In vitro assembly of homopolymer and copolymer filaments from intermediate filament subunits of muscle and fibroblastic cells.

Abstract
Evidence is presented that the intermediate filament (IF) subunits of [hamster stomach] muscle cells (skeleton or desmin) and fibroblastic cells (decamin or vimentin) separately form homopolymer IF in vitro and, when mixed, prefer to form copolymer IF in vitro. Because they coexist in cells, they may also form copolymers in vivo. The IF of baby hamster kidney fibroblasts (BHK-21) consist of a major subunit, decamin and 2 minor subunits which, on the basis of 2-dimensional gel and peptide mapping criteria, are identical to the .alpha.- and .beta.-subunits of smooth muscle desmin. The subunits differ only in their degrees of phosphorylation: .alpha.-desmin contained 2 mol/mol of O-phosphoserine whereas .beta.-desmin contained none. The decamin and desmin subunits assembled into homopolymer IF in vitro in high yield from purified denatured subunits under identical conditions of pH and ionic strength. Homopolymer decamin IF disassembled into soluble protofilaments in solutions of ionic strength < 0.05 mol/l whereas homopolymer desmin IF disassembled at ionic strength < 0.02 mol/l.

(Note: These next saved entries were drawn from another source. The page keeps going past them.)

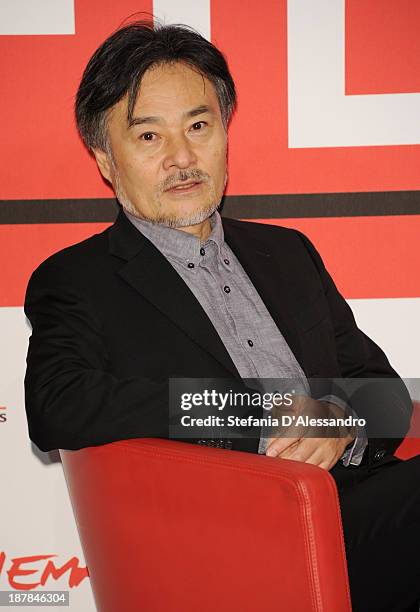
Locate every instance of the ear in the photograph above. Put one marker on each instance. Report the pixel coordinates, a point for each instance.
(104, 163)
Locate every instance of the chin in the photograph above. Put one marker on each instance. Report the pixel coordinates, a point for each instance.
(188, 218)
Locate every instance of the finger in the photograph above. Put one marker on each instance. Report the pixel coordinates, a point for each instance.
(279, 445)
(301, 452)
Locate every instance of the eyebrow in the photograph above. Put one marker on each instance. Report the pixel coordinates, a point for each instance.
(199, 110)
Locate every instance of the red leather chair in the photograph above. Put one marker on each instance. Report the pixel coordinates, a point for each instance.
(172, 527)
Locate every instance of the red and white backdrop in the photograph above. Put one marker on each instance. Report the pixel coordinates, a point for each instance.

When decamin and desmin were mixed together as denatured subunits or as soluble protofilaments, the IF assembled in vitro had solubility properties intermediate between those of the homopolymer IF, indicating that the 2 subunits had formed copolymer IF. The stoichiometry of copolymerization as determined in mixtures in which 1 subunit was present in excess was suggestive of the formation of 3 chain units. The possibility of nonspecific aggregation was eliminated by isolation of stable 3-chain .alpha.-helix-enriched particles from such IF. When tracer amounts of [35S]methionine-labeled decamin were mixed with desmin, labeled IF were obtained under conditions in which homopolymer decamin IF were soluble. These in vitro findings may be of physiological significance because native BHK-21 IF also had solubility properties similar to those of the copolymer IF.